La solidarité n’existe plus, la société ne protège plus les plus faibles, elle leur demande de disparaître. Faire de l’euthanasie une solution, c’est signer l’arrêt de la science et de la recherche médicale. Pourquoi investir dans la lutte contre le cancer si la réponse devient la mort ?
C’est la régression, la dégradation profonde, le déclassement de notre médecine. Une civilisation progresse lorsqu’elle soigne, elle recule lorsqu’elle abandonne .
Alors une question se pose à nous : à quoi sert cette assemblée si elle ne défend pas notre civilisation ?
Notre mission n’est pas d’accompagner la pente, mais de tenir la ligne. Notre devoir n’est pas de suivre le flot des émotions, mais de sauvegarder l’essentiel avec clarté . Cette retenue n’est pas de l’indifférence, elle est la condition d’une compassion sincère, véritable et efficace.
Si le parlement accepte que la mort devienne une politique publique, il renie sa mission.
Et ce débat intervient dans un contexte lourd de sens : en 2025, notre pays a connu plus de décès que de naissances. Et que faisons-nous ? Nous parlons de mort au lieu de parler de soins . Nous organisons la fin au lieu de préparer l’avenir. Nous débattons d’euthanasie quand nous devrions parler de vie, de famille, de transmission.
Pour autant, je veux le dire très sincèrement : je n’ignore pas la souffrance. Je connais la douleur des fins de vie, je connais l’angoisse des familles . Je suis consciente que je n’ai moi-même pas la main sur la façon dont je partirai.
Refuser l’euthanasie, ce n’est pas refuser la compassion. Au contraire, c’est la vraie compassion : celle qui soulage, qui accompagne et respecte la vie. C’est refuser que la mort devienne la réponse politique à la souffrance humaine .
Monsieur Falorni, une fracture profonde nous sépare.
Je peux regarder les Français droit dans les yeux et leur promettre ceci : nous ferons tout pour soulager vos douleurs en renforçant les soins palliatifs et l’accompagnement humain. Mais vous, que direz-vous à ceux qui, dans un moment de détresse, auront choisi la mort sans savoir qu’on pouvait encore les soulager, les accompagner, les entourer ?
La différence entre nous est là. Nous défendons la vie, vous défendez la mort. Vous parlez de choix individuel, nous parlons de responsabilité collective.

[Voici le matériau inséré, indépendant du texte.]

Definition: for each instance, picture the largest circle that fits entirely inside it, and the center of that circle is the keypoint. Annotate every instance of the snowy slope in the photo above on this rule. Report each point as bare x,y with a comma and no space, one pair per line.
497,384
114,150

Vous ouvrez une porte, nous voyons un gouffre . Comment peut-on proposer la mort là où l’on n’est même pas capable d’offrir le soin ? Il est indigne de parler d’euthanasie quand les soins palliatifs ne sont pas accessibles partout sur le territoire. Indigne pour les malades, indigne pour les soignants, indigne pour la France .
La véritable urgence nationale est devant nous : le développement des soins palliatifs dans tous les départements. Former, financer, ouvrir des unités, soutenir les équipes. Voilà ce qu’exige la dignité. Sinon, l’euthanasie arrivera par dépit, par lassitude, par manque de lits, par faillite de l’hôpital . Ce n’est pas un choix libre comme vous le revendiquez, c’est une résignation organisée.
Je refuse de vivre dans une société qui soigne moins et qui tue plus. Je refuse une médecine qui renonce.
Je refuse un parlement qui abdique. La grandeur d’une civilisation se mesure à la manière dont elle protège les plus fragiles, pas à la facilité avec laquelle elle les fait disparaître .
Au moment de voter, je vous demande, chers collègues, de mesurer la portée de votre geste. Si vous votez pour l’euthanasie, vous lèverez à tout jamais l’interdiction de tuer. Une fois cette frontière franchie, il sera impossible de revenir en arrière. Ce sera l’euthanasie pour tous .
Mes chers collègues, l’histoire nous regarde. Pas la petite histoire politique de cet hémicycle, mais bien la grande histoire de l’humanité. Dans cinquante ans, lorsque l’histoire écrira nos noms, dira-t-on que nous avons protégé les plus faibles ou que nous avons organisé leur élimination ?
Alors pour l’histoire, pour les Français et pour ma conscience, je voterai contre l’euthanasie. »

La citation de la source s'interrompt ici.